Biocompatibility studies of optical stimulation via 532nm-Laser pulses on human Fibroblasts

L Pillong
1  Universitätsklinikum Homburg, HNO, Homburg/S.
,
P Stahn
2  Uniklinikum Homburg/HNO, Homburg/S.
,
M Hinsberger
2  Uniklinikum Homburg/HNO, Homburg/S.
,
K Sorg
2  Uniklinikum Homburg/HNO, Homburg/S.
,
B Schick
2  Uniklinikum Homburg/HNO, Homburg/S.
,
G Wenzel
2  Uniklinikum Homburg/HNO, Homburg/S.
› Author Affiliations
This research has been funded by the European Research Council under the European Union's Seventh Framework Program (FP/2007 – 2013)/ERC Grant, LaserHearingAids: 311469
Further Information

Publication History

Publication Date:
18 April 2018 (online)

 

Introduction:

The optical stimulation of vibratory biological structures within the hearing organ offers a promising technology for a new generation of auditory prostheses. For the clinical use of laser-based hearing systems, biocompatibility is an essential requirement.

Methods:

In order to define the biocompatibility margins for the optoacoustic stimulation we irradiated “Normal Human Dermal Fibroblasts” (NHDF) in an in vitro-cell culture model. 532nm laser pulses were applied over a period of 2 minutes using our novel laser pulse amplitude modulation strategy. Following the irradiation, we assessed cell-viability (WST-1-Assay) and performed cytotoxicity testing (LDH-Assay) as well as fluorescence staining, in order to distinguish between necrotic, apoptotic and healthy cells. After the irradiation we performed further qPCR-analysis regarding the expression of 84 key player-genes for cytotoxicity and stress-response.

Results:

After irradiation with 199mW no significant cytotoxicity could be identified. However, after irradiation with 223mW cytotoxic effects due to laser-irradiation could be observed.

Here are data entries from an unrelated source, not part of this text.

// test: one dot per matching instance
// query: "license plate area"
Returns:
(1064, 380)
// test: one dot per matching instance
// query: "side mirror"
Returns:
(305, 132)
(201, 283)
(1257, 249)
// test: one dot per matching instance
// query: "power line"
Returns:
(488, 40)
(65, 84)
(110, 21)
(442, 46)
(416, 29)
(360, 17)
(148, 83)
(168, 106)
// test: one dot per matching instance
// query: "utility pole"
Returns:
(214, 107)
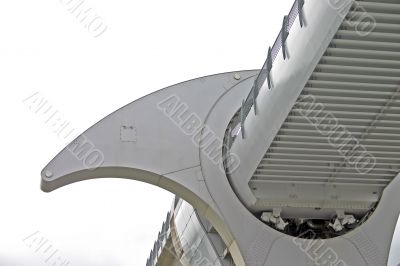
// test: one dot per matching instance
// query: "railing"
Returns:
(237, 124)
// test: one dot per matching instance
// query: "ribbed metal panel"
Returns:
(358, 82)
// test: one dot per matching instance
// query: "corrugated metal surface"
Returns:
(358, 82)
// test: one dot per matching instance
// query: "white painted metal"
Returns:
(357, 80)
(161, 153)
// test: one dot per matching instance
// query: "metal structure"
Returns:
(295, 164)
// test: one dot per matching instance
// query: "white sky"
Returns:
(148, 45)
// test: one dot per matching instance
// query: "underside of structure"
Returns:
(267, 162)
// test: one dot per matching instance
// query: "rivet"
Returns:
(48, 174)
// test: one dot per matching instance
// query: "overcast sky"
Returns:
(141, 46)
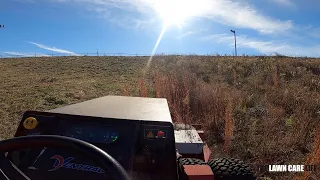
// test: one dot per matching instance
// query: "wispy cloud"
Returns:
(188, 33)
(53, 49)
(228, 12)
(25, 54)
(284, 2)
(265, 46)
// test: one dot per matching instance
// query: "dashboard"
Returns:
(94, 134)
(141, 147)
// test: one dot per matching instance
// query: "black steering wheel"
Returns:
(108, 163)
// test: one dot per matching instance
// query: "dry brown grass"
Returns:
(263, 110)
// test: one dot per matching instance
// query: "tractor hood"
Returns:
(121, 107)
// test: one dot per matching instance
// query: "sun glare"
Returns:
(173, 12)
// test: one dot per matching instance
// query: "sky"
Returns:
(145, 27)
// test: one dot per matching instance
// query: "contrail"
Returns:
(155, 48)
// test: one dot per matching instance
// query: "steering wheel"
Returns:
(108, 163)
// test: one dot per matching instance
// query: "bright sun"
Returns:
(173, 12)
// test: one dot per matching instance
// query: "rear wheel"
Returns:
(229, 169)
(187, 161)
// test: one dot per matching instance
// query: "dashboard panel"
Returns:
(139, 146)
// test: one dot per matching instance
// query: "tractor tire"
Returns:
(230, 169)
(187, 161)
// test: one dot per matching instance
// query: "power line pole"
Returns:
(235, 41)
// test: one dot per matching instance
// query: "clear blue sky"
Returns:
(289, 27)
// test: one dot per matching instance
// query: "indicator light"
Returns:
(160, 134)
(30, 123)
(115, 138)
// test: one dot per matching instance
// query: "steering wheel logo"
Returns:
(60, 161)
(66, 163)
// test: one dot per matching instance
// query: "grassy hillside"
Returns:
(264, 110)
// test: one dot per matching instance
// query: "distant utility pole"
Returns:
(235, 41)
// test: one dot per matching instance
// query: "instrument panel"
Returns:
(94, 134)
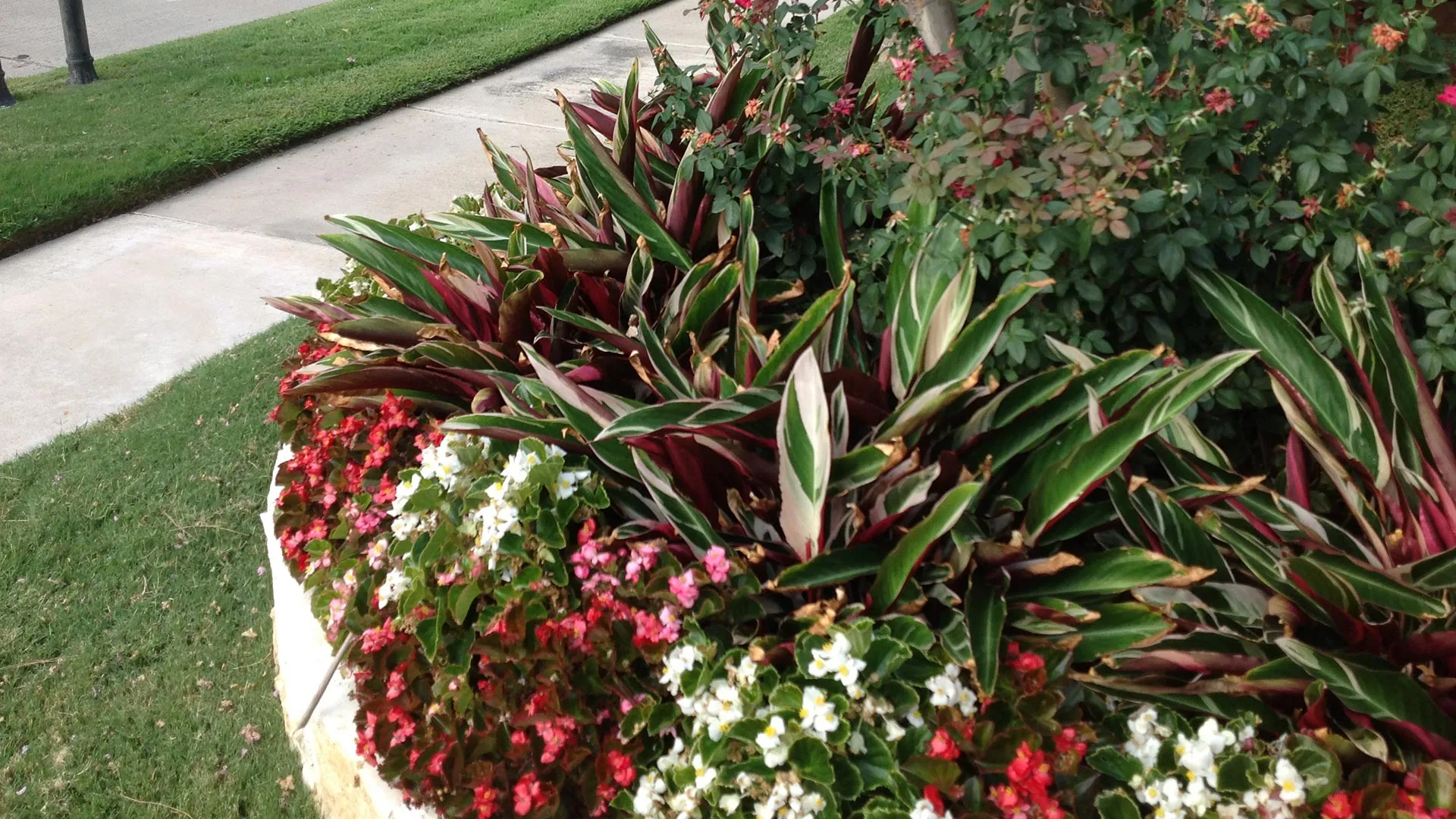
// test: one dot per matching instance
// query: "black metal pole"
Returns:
(77, 46)
(6, 98)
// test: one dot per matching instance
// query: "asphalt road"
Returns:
(31, 37)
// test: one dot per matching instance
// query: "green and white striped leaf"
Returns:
(830, 569)
(800, 335)
(691, 413)
(1011, 403)
(916, 542)
(1379, 589)
(492, 232)
(626, 203)
(422, 248)
(859, 466)
(514, 428)
(400, 268)
(584, 411)
(691, 523)
(674, 381)
(1435, 573)
(1090, 463)
(1251, 322)
(804, 457)
(639, 278)
(1178, 534)
(986, 614)
(1378, 692)
(919, 300)
(977, 338)
(1120, 627)
(1110, 572)
(1033, 426)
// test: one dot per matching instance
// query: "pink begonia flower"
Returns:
(685, 588)
(717, 563)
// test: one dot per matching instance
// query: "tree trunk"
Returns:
(935, 20)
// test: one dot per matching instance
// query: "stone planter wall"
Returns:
(341, 783)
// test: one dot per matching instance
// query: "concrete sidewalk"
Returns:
(31, 37)
(95, 319)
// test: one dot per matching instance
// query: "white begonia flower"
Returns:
(944, 689)
(394, 586)
(673, 758)
(746, 670)
(777, 757)
(1291, 783)
(650, 795)
(965, 700)
(403, 491)
(1147, 751)
(925, 809)
(817, 713)
(683, 802)
(568, 480)
(1196, 755)
(772, 735)
(441, 464)
(378, 551)
(1216, 738)
(1197, 799)
(1147, 792)
(406, 525)
(1144, 722)
(1229, 811)
(677, 662)
(1169, 793)
(893, 730)
(704, 774)
(497, 490)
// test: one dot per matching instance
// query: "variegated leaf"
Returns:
(804, 457)
(691, 413)
(1090, 463)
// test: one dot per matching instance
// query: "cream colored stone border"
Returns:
(343, 784)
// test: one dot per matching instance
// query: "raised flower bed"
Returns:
(620, 503)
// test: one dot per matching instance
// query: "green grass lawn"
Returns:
(136, 646)
(178, 112)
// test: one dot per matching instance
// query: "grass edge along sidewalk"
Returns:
(136, 651)
(180, 112)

Following the irradiation with a laser power of 199mW, being a level below the cytotoxic threshold, our qPCR-analysis revealed a significant up-regulation of the stress-responsive gene GADD45G.

Conclusion:

Our in-vitro data suggest that the first biocompatibility margin for our stimulation parameters can be found between 200mW and 223mW. Further studies are necessary to define the optimal parameters for the optoacoustic stimulation taking into account the up-regulation of the stress-responsive gene GADD45G as well.